On est donc sur un premier film, même si Sébastien Vaniček a préalablement mis en scène 3 courts métrages depuis 2015. Le pari était très casse-gueule et très osé dans le paysage cinématographique français, et ça fait tellement plaisir de voir un film se démarquant de la production hexagonale habituelle ! La scène d’intro met direct dans l’ambiance et assume une identité graphique héritée de décennies de péloches dévorées, et régurgitées avec goût et dégoût bien comme il faut ! Tout comme dans Arachnophobie, on démarre dans un pays lointain où la vilaine bébête va se faire capturer, et on savoure la mise en scène nous renvoyant aux classiques du film d’aventures et d’action des années 90! Le plan ouvrant sur le générique est bien ludique et bien sauvage, appuyé par une excellente musique achevant de nous mettre définitivement dans le grand bain. Sébastien Vaniček annonce la couleur, il n’est pas venu ici pour enfiler des perles …
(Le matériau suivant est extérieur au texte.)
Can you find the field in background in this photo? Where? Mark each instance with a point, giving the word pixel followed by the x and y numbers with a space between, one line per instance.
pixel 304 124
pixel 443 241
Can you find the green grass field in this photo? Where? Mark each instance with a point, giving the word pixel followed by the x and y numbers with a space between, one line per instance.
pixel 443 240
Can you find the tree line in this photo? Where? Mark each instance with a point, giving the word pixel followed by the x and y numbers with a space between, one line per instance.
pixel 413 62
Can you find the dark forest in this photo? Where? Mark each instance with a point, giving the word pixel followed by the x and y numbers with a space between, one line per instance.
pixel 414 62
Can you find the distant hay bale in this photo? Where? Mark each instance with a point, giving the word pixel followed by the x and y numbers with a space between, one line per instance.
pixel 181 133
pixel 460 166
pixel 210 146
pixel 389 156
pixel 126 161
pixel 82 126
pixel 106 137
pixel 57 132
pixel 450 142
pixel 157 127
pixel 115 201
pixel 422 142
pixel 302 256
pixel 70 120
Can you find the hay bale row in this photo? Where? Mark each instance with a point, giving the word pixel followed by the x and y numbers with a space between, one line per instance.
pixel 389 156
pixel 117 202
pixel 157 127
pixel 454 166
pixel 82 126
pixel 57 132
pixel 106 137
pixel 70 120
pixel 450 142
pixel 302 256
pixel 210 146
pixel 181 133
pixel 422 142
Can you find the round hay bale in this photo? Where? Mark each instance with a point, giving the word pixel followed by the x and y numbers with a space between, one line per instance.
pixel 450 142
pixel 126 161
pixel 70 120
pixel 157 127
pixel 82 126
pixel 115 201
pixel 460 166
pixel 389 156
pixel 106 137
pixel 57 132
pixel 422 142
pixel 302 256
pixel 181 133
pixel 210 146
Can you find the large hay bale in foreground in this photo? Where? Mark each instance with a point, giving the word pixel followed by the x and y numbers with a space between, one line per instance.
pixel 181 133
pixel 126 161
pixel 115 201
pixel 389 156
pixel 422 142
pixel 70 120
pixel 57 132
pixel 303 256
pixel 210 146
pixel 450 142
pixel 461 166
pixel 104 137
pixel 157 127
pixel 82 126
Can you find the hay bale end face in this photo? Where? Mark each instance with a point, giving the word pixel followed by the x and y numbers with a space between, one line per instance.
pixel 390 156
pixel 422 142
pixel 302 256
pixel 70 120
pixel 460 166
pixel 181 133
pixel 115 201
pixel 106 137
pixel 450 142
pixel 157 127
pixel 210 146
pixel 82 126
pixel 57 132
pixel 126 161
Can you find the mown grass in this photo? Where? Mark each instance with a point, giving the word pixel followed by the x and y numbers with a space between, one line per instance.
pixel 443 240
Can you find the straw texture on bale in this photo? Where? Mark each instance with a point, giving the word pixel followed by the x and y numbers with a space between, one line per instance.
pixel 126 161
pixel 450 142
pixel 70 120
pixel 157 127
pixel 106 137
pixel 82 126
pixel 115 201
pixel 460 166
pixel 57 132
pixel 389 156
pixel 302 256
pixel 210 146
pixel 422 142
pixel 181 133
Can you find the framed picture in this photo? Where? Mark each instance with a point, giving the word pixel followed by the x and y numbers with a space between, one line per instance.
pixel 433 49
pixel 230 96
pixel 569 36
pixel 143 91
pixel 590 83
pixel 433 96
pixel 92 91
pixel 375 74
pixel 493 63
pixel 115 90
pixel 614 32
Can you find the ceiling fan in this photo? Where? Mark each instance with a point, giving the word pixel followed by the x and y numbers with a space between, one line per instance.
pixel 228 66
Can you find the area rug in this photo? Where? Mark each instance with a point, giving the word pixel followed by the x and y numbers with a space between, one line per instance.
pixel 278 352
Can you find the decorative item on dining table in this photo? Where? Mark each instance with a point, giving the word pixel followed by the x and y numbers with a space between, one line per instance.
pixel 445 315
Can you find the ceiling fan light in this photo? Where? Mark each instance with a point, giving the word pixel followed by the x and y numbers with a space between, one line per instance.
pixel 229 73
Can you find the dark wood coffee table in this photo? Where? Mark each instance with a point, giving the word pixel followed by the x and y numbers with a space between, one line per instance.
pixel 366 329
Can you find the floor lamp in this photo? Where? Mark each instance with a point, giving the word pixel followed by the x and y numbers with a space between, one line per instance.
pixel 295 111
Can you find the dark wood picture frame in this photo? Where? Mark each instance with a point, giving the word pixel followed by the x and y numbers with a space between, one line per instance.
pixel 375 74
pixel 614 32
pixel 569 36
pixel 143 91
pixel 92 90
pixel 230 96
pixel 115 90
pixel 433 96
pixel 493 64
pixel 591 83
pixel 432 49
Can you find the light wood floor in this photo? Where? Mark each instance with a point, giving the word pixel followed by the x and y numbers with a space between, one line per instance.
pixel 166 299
On raccorde sur une cité HLM française en nous présentant Kaleb, un habitant du quartier tentant de joindre les 2 bouts, et on va faire connaissance avec ses proches et certains voisins. Kaleb a une grande passion : il collectionne les animaux exotiques. Vous la sentez venir l’embrouille? Evidemment, il va se procurer un spécimen bien dangereux, et par un concours de circonstances plutôt fâcheux (et heureux pour nous spectateurs!), la petite bébête va retrouver sa liberté. Dans un immeuble rempli de gens. Sachant qu’elle aime bien pondre et qu’elle ne sera bientôt plus seule. Vous le sentez revenir ce petit frissonnement?? ^^ Théo Christine a joué dans l’atroce Play et a incarné JoeyStarr dans Suprêmes, et il est vraiment intense dans le rôle de Kaleb, en froid avec sa soeur et qui gère comme il peut le décès de sa mère. On sent une grosse implication de l’acteur qui habite vraiment ce personnage qui n’a rien d’un héros, et qui va devoir affronter une situation qui le dépasse avec ses proches. Il s’agit du premier long pour l’actrice Lisa Nyarko, qui donne une belle texture à un personnage très fort, rappelant un peu la solidité et l’indépendance de la frangine de T’Challa dans Black Panther. Et mine de rien, Sébastien Vaniček (qui a co-écrit le film avec Florent Bernard) cherche à faire dans le réalisme sans faire dans le cliché, et ça passe par de nombreux petits détails, comme par exemple la musique qu’écoute Manon. Et ça fait aussi du bien de voir que les personnages ne sont pas juste des stéréotypes comme dans les prods horrifiques habituelles!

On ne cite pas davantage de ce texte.